2018-19 Theme: "DIS/UNITY and DIFFERENCE"
Can we celebrate difference and promote unity?
Difference is a reality of community life — as is disagreement about how to negotiate the tensions of celebrating difference and promoting unity. Does focusing on unity paper over difference? Does focusing on difference promote disunity, undermining the possibility of solidarity? In 2018–19, the Center for the Humanities will host a variety of guests who will present topics and approaches that can help us think through these pressing questions in our communities.
DIS/UNITY: AN INVITATION
Friday, September 14, 7:30 p.m., Bucksbaum Center for the Arts, Room 154
DIS/UNITY: AN INVITATION, an 80-minute site-adaptive interdisciplinary performance project, will be performed at Grinnell College on Friday, September 14. The event, which is free and open to the public, will begin at 7:30 p.m. in Room 154 of the Bucksbaum Center for the Arts, 1108 Park Street, Grinnell. Baker & Tarpaga Dance Project is an award-winning transnational dance theatre project based in Philadelphia, PA and Ouagadougou, Burkina Faso. Propelled Animals is an interdisciplinary artist collective centered on arts and social justice. These collaborative artists are: Barber (Detroit), Esther Baker-Tarpaga (Philadelphia), Heidi Wiren Bartlett (Pittsburgh), and Papa Djiga (Ouagadougou). Their backgrounds range from dance, visual and performance art, to music and the written word. Their work is centered on art as social action and ritual as performance. Encouraging audiences to consider the efficacy of the body, resilience, protest, and radical tenderness as strategies to fight oppression.

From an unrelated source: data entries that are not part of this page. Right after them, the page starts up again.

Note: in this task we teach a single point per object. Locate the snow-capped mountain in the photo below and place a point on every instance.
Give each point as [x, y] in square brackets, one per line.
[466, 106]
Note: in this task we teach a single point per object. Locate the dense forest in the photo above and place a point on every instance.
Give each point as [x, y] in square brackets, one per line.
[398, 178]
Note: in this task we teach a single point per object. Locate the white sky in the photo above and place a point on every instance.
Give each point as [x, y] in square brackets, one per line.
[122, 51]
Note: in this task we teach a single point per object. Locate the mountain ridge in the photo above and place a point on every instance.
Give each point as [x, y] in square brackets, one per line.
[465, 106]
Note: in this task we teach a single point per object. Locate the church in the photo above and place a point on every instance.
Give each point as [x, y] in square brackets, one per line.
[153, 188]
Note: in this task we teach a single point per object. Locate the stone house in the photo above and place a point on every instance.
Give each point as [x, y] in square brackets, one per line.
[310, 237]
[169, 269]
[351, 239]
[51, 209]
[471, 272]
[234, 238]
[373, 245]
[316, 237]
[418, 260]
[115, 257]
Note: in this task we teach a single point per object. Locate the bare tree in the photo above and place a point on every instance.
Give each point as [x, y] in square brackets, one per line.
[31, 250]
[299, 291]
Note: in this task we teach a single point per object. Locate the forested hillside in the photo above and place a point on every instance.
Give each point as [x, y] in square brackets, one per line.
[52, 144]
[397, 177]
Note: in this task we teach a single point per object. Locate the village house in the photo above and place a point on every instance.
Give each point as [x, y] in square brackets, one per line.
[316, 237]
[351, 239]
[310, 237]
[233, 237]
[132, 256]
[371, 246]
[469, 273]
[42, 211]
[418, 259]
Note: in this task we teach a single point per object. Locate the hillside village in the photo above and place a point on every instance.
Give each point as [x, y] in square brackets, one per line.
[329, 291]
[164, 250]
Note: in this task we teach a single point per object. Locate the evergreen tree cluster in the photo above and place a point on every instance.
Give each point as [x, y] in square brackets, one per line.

This presentation is supported by the Arts Midwest Touring Fund, a program of Arts Midwest that is funded by the National Endowment for the Arts, with additional contributions from the Center for Humanities, Center for Prairie Studies, Public Events, and the Crane Group.
Tuesday, September 25, 7:30 p.m., Joe Rosenfield '25 Center, Room 101
Compassion and the response to difference (Paris 1650, Chicago 2010)
Katherine Ibbett is Professor of French at the University of Oxford and Fellow of Trinity College, Oxford; she has also taught at the University of Michigan and University College London. She received her BA from the University of Oxford, and her MA and PhD from the University of California, Berkeley. Professor Ibbett works on early modern literature, culture, and political thought. Ibbett teaches sixteenth- and seventeenth-century French literature and culture as well as classes in critical theory; she’s currently developing a class on histories of race in France. In terms of research, Katherine Ibbett is the author of Compassion’s Edge: Fellow-Feeling and its Limits in Early Modern France (2017). Compassion’s Edge explores a range of genres, exploring the affective undertow of religious toleration. The book explores the language of fellow-feeling – pity, compassion, charitable care – that flourished in the century or so after the Wars of Religion. Her book is not a story about compassion overcoming difference, but rather about compassion reinforcing divides. This project was supported by a fellowship at the Radcliffe Institute for Advanced Studies at Harvard, and in 2018 won the Biennial Book Prize of the Society for Renaissance Studies. Her first book, The Style of the State in French Theater (2009), addresses tragedy and theories of political action, and she is currently working on a project entitled Liquid Empire, about the writing of water in early modern France and its territories, from the lyric poets of the sixteenth century to the Mississippi settlements of the 1700s. The project takes up the figure of the riverain to think through how river writing shapes a poetics of resource and residency, from the poet to the washerwoman, the Indigenous canoeist to the Versailles nymph. For this new project, Professor Ibbett has carried out research for the American tributaries as a visiting fellow at the John Carter Brown library in Providence and at the Library Company of Philadelphia.
Tuesday, November 6, 7:30 p.m., Burling Lounge
Dramatic (Dis)Unity on Roanoke Island
Gina Caison will examine how popular narratives of Roanoke Island, North Carolina, depend on Native American history in order to establish settler‐colonial land claims for the region we now call the U.S. South. These dramatic interpretations of Roanoke reappear across time, often buttressing myths of southern exceptionalism at the expense of living Native peoples. She argues that understanding the history of Roanoke Island and the way it recurs and evolves through popular narratives offers a way to interrogate the troubling obsession with loss that appears in some approaches to Native American and southern studies.
Gina Caison is an assistant professor of English at Georgia State University where she teaches courses in southern literatures, Native American literatures, and documentary practices. Her book Red States: Indigeneity, Settler Colonialism, and Southern Studies was published this fall from UGA Press, and her co-edited collection Small-Screen Souths: Region, Identity, and the Cultural Politics of Television (2017) is available from LSU Press. In addition to these projects, Dr. Caison’s work has appeared in journals including The Global South, Mississippi Quarterly, The Simms Review, and PMLA. Currently, she is the Chair of the Modern Language Association's Executive Committee on the Forum for Literature of the Southern United States, and she is producer and host of the weekly podcast About South.